Remark $ $ You'll meet related results later when you study the structure theory of rings. There the intersection of all maximal ideals of a ring $\rm\,R\,$ is known as the Jacobson radical $\rm\,Jac(R).\,$ The ideals $\rm\,J\,$ with $\rm\,1+J \subset U(R)= $ units of $\rm R,\,$ are precisely those ideals contained in $\rm\,Jac(R).\,$ Indeed, we have the following theorem, excerpted from my post on the fewunit ring theoretic generalization of Euclid's proof of infinitely many primes.

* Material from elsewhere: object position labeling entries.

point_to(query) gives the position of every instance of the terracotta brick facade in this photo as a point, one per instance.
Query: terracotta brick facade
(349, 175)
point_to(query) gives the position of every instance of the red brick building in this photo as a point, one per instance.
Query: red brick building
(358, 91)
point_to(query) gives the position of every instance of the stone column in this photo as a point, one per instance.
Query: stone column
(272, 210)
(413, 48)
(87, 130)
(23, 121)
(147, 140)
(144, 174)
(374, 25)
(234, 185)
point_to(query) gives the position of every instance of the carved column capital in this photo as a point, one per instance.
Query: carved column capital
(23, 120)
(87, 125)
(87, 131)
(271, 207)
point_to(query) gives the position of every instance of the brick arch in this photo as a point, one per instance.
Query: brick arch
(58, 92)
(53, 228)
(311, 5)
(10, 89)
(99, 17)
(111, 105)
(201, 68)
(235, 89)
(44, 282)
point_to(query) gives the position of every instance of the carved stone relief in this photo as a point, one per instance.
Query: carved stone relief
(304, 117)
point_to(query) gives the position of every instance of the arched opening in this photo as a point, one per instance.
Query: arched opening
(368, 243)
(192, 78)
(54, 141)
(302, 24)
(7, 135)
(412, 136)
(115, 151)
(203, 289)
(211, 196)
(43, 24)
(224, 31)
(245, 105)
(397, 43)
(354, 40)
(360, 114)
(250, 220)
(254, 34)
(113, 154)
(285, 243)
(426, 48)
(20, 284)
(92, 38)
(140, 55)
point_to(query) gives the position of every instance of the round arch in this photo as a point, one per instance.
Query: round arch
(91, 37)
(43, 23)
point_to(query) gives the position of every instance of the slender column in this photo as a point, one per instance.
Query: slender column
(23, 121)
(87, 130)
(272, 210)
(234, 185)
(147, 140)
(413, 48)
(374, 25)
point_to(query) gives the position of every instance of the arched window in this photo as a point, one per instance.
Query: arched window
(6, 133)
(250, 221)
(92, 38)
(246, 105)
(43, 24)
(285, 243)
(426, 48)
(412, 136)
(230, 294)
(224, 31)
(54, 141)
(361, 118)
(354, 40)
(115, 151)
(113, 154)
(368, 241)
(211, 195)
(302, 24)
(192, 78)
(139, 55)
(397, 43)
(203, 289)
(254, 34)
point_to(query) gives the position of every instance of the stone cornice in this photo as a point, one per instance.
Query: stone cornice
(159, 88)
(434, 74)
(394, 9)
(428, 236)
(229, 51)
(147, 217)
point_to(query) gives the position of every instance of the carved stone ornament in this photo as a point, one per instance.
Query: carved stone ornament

THEOREM $\ $ TFAE in ring $\rm\,R\,$ with units $\rm\,U,\,$ ideal $\rm\,J,\,$ and Jacobson radical $\rm\,Jac(R).$
$\rm(1)\quad J \subseteq Jac(R),\quad $ i.e. $\rm\,J\,$ lies in every max ideal $\rm\,M\,$ of $\rm\,R.$
$\rm(2)\quad 1+J \subseteq U,\quad\ \ $ i.e. $\rm\, 1 + j\,$ is a unit for every $\rm\, j \in J.$
$\rm(3)\quad I\neq 1\ \Rightarrow\ I+J \neq 1,\qquad\ $ i.e. proper ideals survive in $\rm\,R/J.$
$\rm(4)\quad M\,$ max $\rm\,\Rightarrow M+J \ne 1,\quad $ i.e. max ideals survive in $\rm\,R/J.$
Proof $\, $ (sketch) $\ $ With $\rm\,i \in I,\ j \in J,\,$ and max ideal $\rm\,M,$
$\rm(1\Rightarrow 2)\quad j \in all\ M\ \Rightarrow\ 1+j \in no\ M\ \Rightarrow\ 1+j\,$ unit.

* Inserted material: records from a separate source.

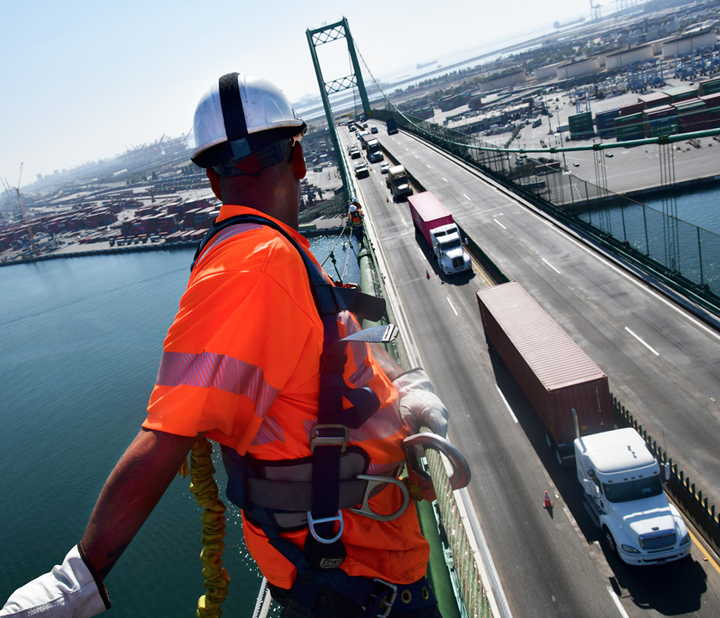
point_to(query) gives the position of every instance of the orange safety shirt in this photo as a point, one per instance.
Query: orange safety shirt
(241, 362)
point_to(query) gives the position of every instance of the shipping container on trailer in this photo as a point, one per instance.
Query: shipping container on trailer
(550, 368)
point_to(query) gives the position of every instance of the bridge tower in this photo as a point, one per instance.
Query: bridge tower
(320, 36)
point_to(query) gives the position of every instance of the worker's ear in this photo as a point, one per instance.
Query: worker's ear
(214, 179)
(298, 161)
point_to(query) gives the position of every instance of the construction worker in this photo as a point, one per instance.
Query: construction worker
(263, 358)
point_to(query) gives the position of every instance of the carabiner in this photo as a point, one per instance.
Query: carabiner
(323, 520)
(373, 482)
(460, 476)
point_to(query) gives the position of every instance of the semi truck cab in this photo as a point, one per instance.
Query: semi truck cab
(448, 248)
(623, 486)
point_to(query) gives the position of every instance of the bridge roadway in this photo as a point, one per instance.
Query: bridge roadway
(662, 364)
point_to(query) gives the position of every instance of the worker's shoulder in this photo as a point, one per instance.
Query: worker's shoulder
(252, 247)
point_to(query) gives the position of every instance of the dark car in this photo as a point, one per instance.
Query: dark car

$\rm(2\Rightarrow 3)\quad i+j = 1\ \Rightarrow\ 1-j = i\,$ unit $\rm\,\Rightarrow I = 1.$
$\rm(3\Rightarrow 4)\ \,$ Let $\rm\,I = M\,$ max.
$\rm(4\Rightarrow 1)\quad M+J \ne 1 \Rightarrow\ J \subseteq M\,$ by $\rm\,M\,$ max.